MISSING PERSON    How could they fail to invite Paul Krugman to this event? Thanks to reader Caroline Baum for the link.

Posted by Donald L. Luskin at 6:08 PM | link   

JOKE OF THE DAY   

Posted by Donald L. Luskin at 6:08 PM | link   


Monday, October 04, 2004

YOUTH WANTS TO KNOW    A letter from a young reader:
Sir,

My name is [redacted]. I am a sophomore at [redacted] and the Vice-President of the [redacted]Republican Club, effectively the College Republicans. (By the way, the club was named after [redacted], President, Republican and a [redacted] grad).

Anyway, Paul Krugman is coming to speak at my school on October 5th. His topic is: "What's the Matter With America?" Can you guess the answer? and I was wondering if you'd be willing to furnish us with some relatively polite "gotcha" to ask the man during the Q&A session. My club has been brainstorming independently, but I thought I should ask you since you have obvious expertise on the subject.

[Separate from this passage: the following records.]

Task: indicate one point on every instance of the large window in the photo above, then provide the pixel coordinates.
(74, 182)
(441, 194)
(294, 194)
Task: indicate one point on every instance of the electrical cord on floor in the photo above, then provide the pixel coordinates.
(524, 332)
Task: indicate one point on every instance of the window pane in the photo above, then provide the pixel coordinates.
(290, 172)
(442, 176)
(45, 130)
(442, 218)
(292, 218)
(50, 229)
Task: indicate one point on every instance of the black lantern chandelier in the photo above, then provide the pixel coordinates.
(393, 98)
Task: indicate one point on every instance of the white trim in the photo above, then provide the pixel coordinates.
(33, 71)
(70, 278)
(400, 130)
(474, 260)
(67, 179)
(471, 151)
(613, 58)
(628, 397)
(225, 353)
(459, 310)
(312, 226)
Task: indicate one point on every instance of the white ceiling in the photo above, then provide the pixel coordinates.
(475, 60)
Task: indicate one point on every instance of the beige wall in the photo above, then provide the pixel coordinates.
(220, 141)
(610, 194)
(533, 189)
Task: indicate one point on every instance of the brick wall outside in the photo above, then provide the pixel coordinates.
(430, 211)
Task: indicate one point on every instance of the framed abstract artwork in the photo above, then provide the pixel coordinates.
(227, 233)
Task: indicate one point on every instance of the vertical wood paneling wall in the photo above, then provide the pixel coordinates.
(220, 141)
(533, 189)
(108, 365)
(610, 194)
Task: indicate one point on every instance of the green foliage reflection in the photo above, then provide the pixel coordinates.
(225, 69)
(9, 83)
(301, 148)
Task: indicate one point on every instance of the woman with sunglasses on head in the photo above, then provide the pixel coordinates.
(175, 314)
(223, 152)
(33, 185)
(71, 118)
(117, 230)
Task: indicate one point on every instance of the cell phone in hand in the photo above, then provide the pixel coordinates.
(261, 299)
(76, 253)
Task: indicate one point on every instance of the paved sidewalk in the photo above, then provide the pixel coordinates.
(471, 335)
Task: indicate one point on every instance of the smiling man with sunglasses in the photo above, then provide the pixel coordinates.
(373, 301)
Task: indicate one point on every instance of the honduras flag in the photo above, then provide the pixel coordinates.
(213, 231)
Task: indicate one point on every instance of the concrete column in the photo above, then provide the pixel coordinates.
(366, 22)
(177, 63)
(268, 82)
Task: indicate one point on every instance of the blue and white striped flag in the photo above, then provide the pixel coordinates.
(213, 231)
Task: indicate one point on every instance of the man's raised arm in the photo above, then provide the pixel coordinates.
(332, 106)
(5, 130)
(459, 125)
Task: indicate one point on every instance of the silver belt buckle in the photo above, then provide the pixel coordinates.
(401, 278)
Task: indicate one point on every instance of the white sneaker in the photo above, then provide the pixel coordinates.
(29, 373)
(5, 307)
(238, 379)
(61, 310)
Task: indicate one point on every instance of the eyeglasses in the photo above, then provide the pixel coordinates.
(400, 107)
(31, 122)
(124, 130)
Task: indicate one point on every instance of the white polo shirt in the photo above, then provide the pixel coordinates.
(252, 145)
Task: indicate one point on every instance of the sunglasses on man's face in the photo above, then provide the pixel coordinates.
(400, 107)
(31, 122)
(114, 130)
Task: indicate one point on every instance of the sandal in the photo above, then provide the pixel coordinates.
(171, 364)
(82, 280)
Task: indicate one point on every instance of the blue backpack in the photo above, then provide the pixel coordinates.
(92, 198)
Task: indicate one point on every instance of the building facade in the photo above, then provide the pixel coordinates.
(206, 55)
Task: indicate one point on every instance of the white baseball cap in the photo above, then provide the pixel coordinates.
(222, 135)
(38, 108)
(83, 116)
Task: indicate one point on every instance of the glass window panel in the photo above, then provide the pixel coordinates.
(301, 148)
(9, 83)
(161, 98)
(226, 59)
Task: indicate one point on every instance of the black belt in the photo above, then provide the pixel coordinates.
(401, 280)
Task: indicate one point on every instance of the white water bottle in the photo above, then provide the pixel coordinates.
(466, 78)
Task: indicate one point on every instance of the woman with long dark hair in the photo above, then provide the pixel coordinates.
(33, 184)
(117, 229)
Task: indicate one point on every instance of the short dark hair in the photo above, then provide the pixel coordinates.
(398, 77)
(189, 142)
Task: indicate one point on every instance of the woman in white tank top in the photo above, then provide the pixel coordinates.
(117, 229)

Your help would be greatly appreciated. This is a unique opportunity for my club, although it may happen for you frequently, so thank you for any consideration you give this. Thank you for taking the time to read this. Have a nice day.

Sincerely,
[redacted]

Here is my reply:
Dear [redacted]:

Here is what I would ask him.

"Professor Krugman, in 1982 when you were with the White House Council of Economic Advisors, you forecasted that there would be a massive resurgence of inflation. You called it an 'inflation time bomb.'

"And in one of your Times columns in January 2002, you wrote, ' I predict that in the years ahead Enron, not Sept. 11, will come to be seen as the greater turning point in U.S. society.'

"I'm just curious, sir, which one of these two statements do you now believe is the most wrong?"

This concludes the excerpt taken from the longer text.